OpenAI has just launched GPT-4o Mini, their latest AI model designed to be smaller, cheaper, and faster than previous iterations. Starting today, developers and consumers using the ChatGPT web and mobile apps can access this new model, with enterprise users set to gain access next week. GPT-4o Mini promises to outperform existing small AI models on various reasoning tasks involving both text and vision. With the rise of small AI models, developers are increasingly opting for these due to their enhanced speed and cost efficiency compared to larger models like GPT-4 Omni or Claude 3.5 Sonnet. These compact models are ideal for high-volume, simple tasks that developers frequently rely on AI to perform.
Replacing GPT-3.5 Turbo as OpenAI’s smallest offering, GPT-4o Mini boasts impressive benchmark scores. It achieves 82% on the MMLU benchmark, which measures reasoning, surpassing Gemini 1.5 Flash’s 79% and Claude 3 Haiku’s 75%. In terms of math reasoning, as measured by MGSM, GPT-4o Mini scores an impressive 87%, outperforming Flash’s 78% and Haiku’s 72%.

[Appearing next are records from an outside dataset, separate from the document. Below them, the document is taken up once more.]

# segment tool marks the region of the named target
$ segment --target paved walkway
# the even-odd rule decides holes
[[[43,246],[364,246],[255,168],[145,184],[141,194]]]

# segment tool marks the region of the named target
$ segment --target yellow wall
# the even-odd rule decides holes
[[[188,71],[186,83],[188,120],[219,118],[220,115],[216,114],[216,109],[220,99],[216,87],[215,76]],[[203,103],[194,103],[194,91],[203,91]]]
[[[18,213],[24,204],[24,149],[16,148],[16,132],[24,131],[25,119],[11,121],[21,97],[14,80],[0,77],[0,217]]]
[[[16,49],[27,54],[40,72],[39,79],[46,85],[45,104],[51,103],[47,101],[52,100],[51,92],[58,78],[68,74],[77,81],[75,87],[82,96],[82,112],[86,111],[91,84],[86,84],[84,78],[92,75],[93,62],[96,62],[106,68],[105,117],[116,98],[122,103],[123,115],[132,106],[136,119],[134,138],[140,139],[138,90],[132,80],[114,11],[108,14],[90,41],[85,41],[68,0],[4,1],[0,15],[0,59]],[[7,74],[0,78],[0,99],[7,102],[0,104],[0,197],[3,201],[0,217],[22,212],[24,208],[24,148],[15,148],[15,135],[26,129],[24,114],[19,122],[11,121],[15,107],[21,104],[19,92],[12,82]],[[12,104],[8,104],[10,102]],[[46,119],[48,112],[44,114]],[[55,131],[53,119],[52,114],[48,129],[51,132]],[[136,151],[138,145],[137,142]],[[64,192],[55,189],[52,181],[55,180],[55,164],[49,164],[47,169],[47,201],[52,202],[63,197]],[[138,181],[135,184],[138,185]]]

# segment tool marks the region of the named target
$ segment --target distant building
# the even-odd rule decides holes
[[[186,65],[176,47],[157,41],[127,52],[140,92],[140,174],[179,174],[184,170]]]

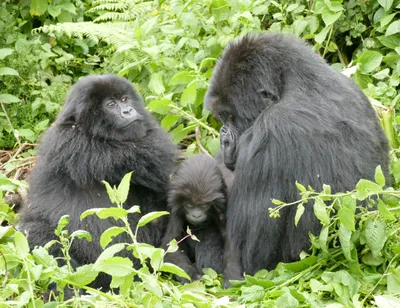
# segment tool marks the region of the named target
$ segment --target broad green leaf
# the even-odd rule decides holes
[[[392,21],[392,19],[396,16],[396,13],[386,15],[381,19],[381,27],[385,27],[388,23]]]
[[[24,137],[26,140],[29,140],[31,142],[36,141],[36,135],[34,131],[29,128],[20,128],[18,129],[18,133],[21,137]]]
[[[333,274],[333,281],[339,282],[347,287],[350,298],[358,292],[357,281],[350,275],[349,272],[340,270]]]
[[[197,85],[196,82],[190,83],[186,89],[183,91],[181,95],[181,106],[186,107],[187,105],[192,105],[194,104],[196,100],[196,94],[197,94]]]
[[[219,138],[208,138],[207,139],[207,149],[210,151],[212,156],[215,156],[220,149]]]
[[[282,204],[284,204],[284,202],[282,202],[282,201],[280,201],[280,200],[278,200],[278,199],[272,199],[271,202],[272,202],[273,204],[275,204],[275,205],[282,205]]]
[[[180,72],[174,75],[169,81],[169,85],[189,84],[195,79],[196,75],[193,72]]]
[[[122,227],[111,227],[102,233],[100,236],[100,246],[101,248],[106,248],[108,244],[116,237],[117,235],[125,232],[125,228]]]
[[[71,14],[76,15],[76,9],[75,5],[73,5],[71,2],[64,3],[62,5],[63,10],[70,12]]]
[[[319,234],[318,242],[321,250],[325,253],[328,253],[328,235],[329,226],[323,226]]]
[[[116,253],[120,252],[124,248],[125,248],[125,244],[123,244],[123,243],[111,245],[110,247],[104,249],[104,251],[97,258],[96,263],[103,262],[104,260],[113,257]]]
[[[106,191],[107,191],[108,197],[110,198],[111,203],[112,204],[117,204],[118,203],[118,197],[117,197],[116,190],[113,189],[110,186],[110,184],[108,184],[106,181],[102,181],[102,183],[106,186]]]
[[[67,279],[75,282],[80,286],[84,286],[93,282],[98,274],[99,272],[94,270],[93,264],[87,264],[78,267],[74,273],[68,276]]]
[[[21,232],[16,232],[14,235],[14,245],[17,251],[18,257],[21,259],[26,258],[29,254],[29,244],[25,235]]]
[[[125,174],[125,176],[121,180],[121,183],[118,186],[117,195],[118,195],[118,200],[119,200],[120,204],[125,203],[125,201],[128,199],[129,185],[131,183],[131,177],[132,177],[132,172]]]
[[[168,110],[167,110],[168,112]],[[177,114],[168,114],[161,120],[161,127],[166,131],[169,131],[173,125],[181,118]]]
[[[0,60],[3,60],[5,57],[11,55],[14,52],[14,49],[11,48],[0,48]]]
[[[388,210],[388,207],[381,200],[381,198],[378,198],[378,211],[382,215],[382,217],[387,220],[393,221],[396,219],[396,217],[394,217],[394,215]]]
[[[339,227],[340,246],[342,247],[343,254],[348,261],[353,261],[351,258],[351,234],[352,232],[341,223]]]
[[[32,250],[32,255],[37,264],[45,266],[57,266],[57,261],[49,254],[47,249],[42,246],[37,246]]]
[[[128,215],[127,210],[119,207],[107,207],[96,212],[97,217],[100,219],[114,218],[115,220],[122,219]]]
[[[305,269],[309,268],[310,266],[313,266],[317,262],[318,262],[318,257],[310,256],[310,257],[304,258],[303,260],[300,260],[297,262],[284,264],[283,266],[291,272],[299,273],[299,272],[304,271]]]
[[[370,220],[365,227],[365,240],[367,247],[374,257],[377,257],[386,243],[386,227],[379,220]]]
[[[36,126],[34,127],[34,131],[36,133],[40,133],[44,131],[47,127],[49,127],[49,119],[45,119],[36,124]]]
[[[176,241],[176,239],[173,239],[171,242],[169,242],[168,249],[167,249],[168,253],[173,253],[173,252],[177,251],[178,249],[179,249],[179,246],[178,246],[178,242]]]
[[[317,218],[321,221],[322,225],[329,224],[328,208],[324,201],[322,201],[320,198],[315,199],[314,213],[315,216],[317,216]]]
[[[158,271],[163,264],[164,250],[156,249],[150,258],[150,264],[153,270]]]
[[[299,301],[289,291],[286,291],[275,301],[274,307],[299,307]]]
[[[79,238],[79,239],[87,239],[89,242],[92,241],[92,236],[88,231],[85,230],[76,230],[71,233],[70,238]]]
[[[30,13],[32,16],[41,16],[46,13],[48,0],[32,0]]]
[[[296,187],[297,187],[297,189],[300,190],[301,192],[307,191],[307,189],[306,189],[303,185],[301,185],[299,182],[297,182],[297,181],[296,181]]]
[[[143,227],[147,225],[150,221],[157,219],[158,217],[164,216],[164,215],[169,215],[169,212],[151,212],[146,215],[144,215],[142,218],[139,219],[139,222],[137,223],[137,227]]]
[[[386,184],[385,176],[383,175],[381,166],[378,166],[375,169],[375,182],[381,187],[384,187]]]
[[[56,235],[60,236],[62,230],[69,224],[69,215],[63,215],[58,220]]]
[[[239,301],[240,302],[258,302],[264,298],[265,290],[261,286],[241,287],[242,292]],[[275,303],[277,304],[277,303]],[[277,306],[282,307],[282,306]]]
[[[145,291],[148,291],[146,293],[150,292],[157,298],[161,299],[163,296],[163,292],[157,278],[153,275],[146,275],[141,278],[143,279],[143,286],[145,288]]]
[[[349,210],[351,210],[352,213],[356,212],[356,207],[357,207],[357,201],[356,199],[352,198],[351,196],[344,196],[341,200],[340,203],[342,207],[346,207]]]
[[[169,110],[169,104],[171,101],[169,99],[160,99],[160,100],[154,100],[151,101],[148,105],[147,108],[150,111],[157,112],[158,114],[168,114]]]
[[[60,15],[60,13],[61,13],[61,6],[50,4],[49,7],[47,8],[47,10],[49,11],[49,14],[55,18],[58,15]]]
[[[354,212],[351,211],[349,208],[344,207],[341,208],[338,212],[339,220],[340,222],[350,231],[356,231],[355,225],[354,225]]]
[[[304,213],[304,205],[303,205],[303,203],[300,203],[297,206],[296,216],[294,217],[294,224],[296,227],[297,227],[297,224],[299,223],[301,216],[303,216],[303,213]]]
[[[391,36],[378,36],[378,40],[391,49],[395,49],[396,47],[400,46],[400,34],[391,35]]]
[[[386,30],[385,36],[396,34],[400,32],[400,20],[392,22]]]
[[[140,206],[139,205],[134,205],[127,212],[129,214],[140,213]]]
[[[362,74],[371,73],[379,65],[381,65],[383,56],[378,51],[367,50],[364,51],[357,59],[357,63]]]
[[[322,45],[331,27],[325,27],[315,36],[315,41]]]
[[[19,76],[19,73],[11,67],[0,67],[0,76],[4,75]]]
[[[325,8],[322,11],[322,20],[324,21],[326,26],[332,25],[339,17],[342,15],[342,11],[333,12],[329,8]]]
[[[174,144],[181,142],[189,133],[189,129],[183,124],[178,125],[171,131],[171,138]]]
[[[175,264],[172,264],[172,263],[165,262],[160,267],[160,271],[171,273],[171,274],[174,274],[174,275],[178,275],[180,277],[186,278],[187,280],[190,280],[190,277],[188,276],[188,274],[185,273],[185,271],[183,269],[181,269],[180,267],[178,267],[178,266],[176,266]]]
[[[382,187],[369,180],[361,179],[356,185],[357,197],[364,200],[368,196],[375,195],[382,190]]]
[[[374,295],[375,305],[378,308],[398,308],[400,299],[391,295]]]
[[[14,232],[12,226],[0,226],[0,239],[6,236],[10,236]]]
[[[384,8],[387,12],[390,10],[393,4],[393,0],[378,0],[378,3]]]
[[[271,288],[275,285],[273,281],[265,278],[257,278],[256,276],[252,277],[248,275],[245,275],[244,278],[248,284],[262,286],[263,288]]]
[[[159,73],[154,73],[151,75],[148,86],[149,86],[150,91],[157,95],[161,95],[165,91],[162,76]]]
[[[2,101],[5,104],[9,104],[9,103],[18,103],[20,99],[11,94],[0,94],[0,101]]]
[[[122,257],[111,257],[100,262],[96,261],[93,269],[117,277],[123,277],[135,272],[132,261]]]

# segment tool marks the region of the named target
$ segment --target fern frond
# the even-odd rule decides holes
[[[128,4],[125,3],[104,3],[98,6],[95,6],[88,10],[89,13],[98,12],[98,11],[124,11],[128,8]]]
[[[94,22],[103,22],[103,21],[130,21],[132,20],[132,15],[129,13],[105,13],[99,17],[97,17]]]

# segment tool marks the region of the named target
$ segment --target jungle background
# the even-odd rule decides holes
[[[399,16],[399,0],[2,0],[0,307],[400,307]],[[304,205],[315,201],[323,228],[310,235],[310,256],[246,276],[227,290],[212,270],[205,270],[201,281],[175,283],[162,273],[184,273],[163,263],[166,252],[134,237],[129,245],[141,252],[141,269],[115,257],[107,239],[101,260],[76,270],[58,267],[47,247],[29,251],[25,235],[13,227],[18,205],[26,196],[40,135],[74,82],[88,74],[126,77],[184,155],[215,155],[220,124],[203,110],[204,94],[223,48],[252,31],[302,37],[357,82],[390,141],[393,187],[386,188],[379,168],[375,182],[361,180],[341,194],[298,183],[299,202],[276,201],[271,214],[297,206],[298,221]],[[122,184],[110,192],[119,200],[127,189]],[[368,212],[360,201],[369,204]],[[71,241],[89,235],[66,233],[66,223],[65,217],[56,232],[68,259]],[[112,275],[119,294],[86,286],[100,271]],[[63,301],[61,293],[45,301],[51,282],[70,285],[76,297]],[[87,294],[78,294],[79,288]]]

OpenAI emphasizes the affordability of GPT-4o Mini, which is over 60% cheaper to run than its predecessor, GPT-3.5 Turbo. Currently, the model supports text and vision in the API, with plans to include video and audio capabilities in the future. Olivier Godement, OpenAI’s head of Product API, commented, “For every corner of the world to be empowered by AI, we need to make the models much more affordable. I think GPT-4o Mini is a really big step forward in that direction.”
For developers using OpenAI’s API, GPT-4o Mini is priced at 15 cents per million input tokens and 60 cents per million output tokens. The model features a context window of 128,000 tokens—equivalent to the length of a book—and has a knowledge cutoff of October 2023. While OpenAI has not disclosed the exact size of GPT-4o Mini, it is said to be comparable to other small AI models like Llama 3 8b, Claude Haiku, and Gemini 1.5 Flash. However, GPT-4o Mini claims superiority in speed, cost efficiency, and intelligence based on pre-launch tests in the LMSYS.org chatbot arena. Early independent tests confirm these claims, with George Cameron, Co-Founder at Artificial Analysis, noting, “Relative to comparable models, GPT-4o Mini is very fast, with a median output speed of 202 tokens per second. This is more than 2X faster than GPT-4o and GPT-3.5 Turbo and represents a compelling offering for speed-dependent use-cases including many consumer applications and agentic approaches to using LLMs.”
Alongside the GPT-4o Mini launch, OpenAI has introduced new tools for enterprise customers. The Enterprise Compliance API is designed to help businesses in highly regulated industries—such as finance, healthcare, legal services, and government—comply with logging and audit requirements. These tools will enable admins to audit and manage their ChatGPT Enterprise data, providing records of time-stamped interactions, including conversations, uploaded files, workspace users, and more. Additionally, OpenAI is offering admins more granular control for workspace GPTs, which are custom versions of ChatGPT created for specific business use cases. Previously, admins could only fully allow or block GPT actions created in their workspace, but now they can create an approved list of domains that GPTs can interact with.
OpenAI’s release of GPT-4o Mini marks a significant advancement in the field of small AI models, offering an affordable and efficient solution for developers and enterprises alike. With its impressive performance metrics and cost efficiency, GPT-4o Mini is set to become a popular choice for high-volume, simple AI tasks. Moreover, the new enterprise tools provide enhanced compliance and control features, making AI integration more secure and manageable for businesses in regulated industries.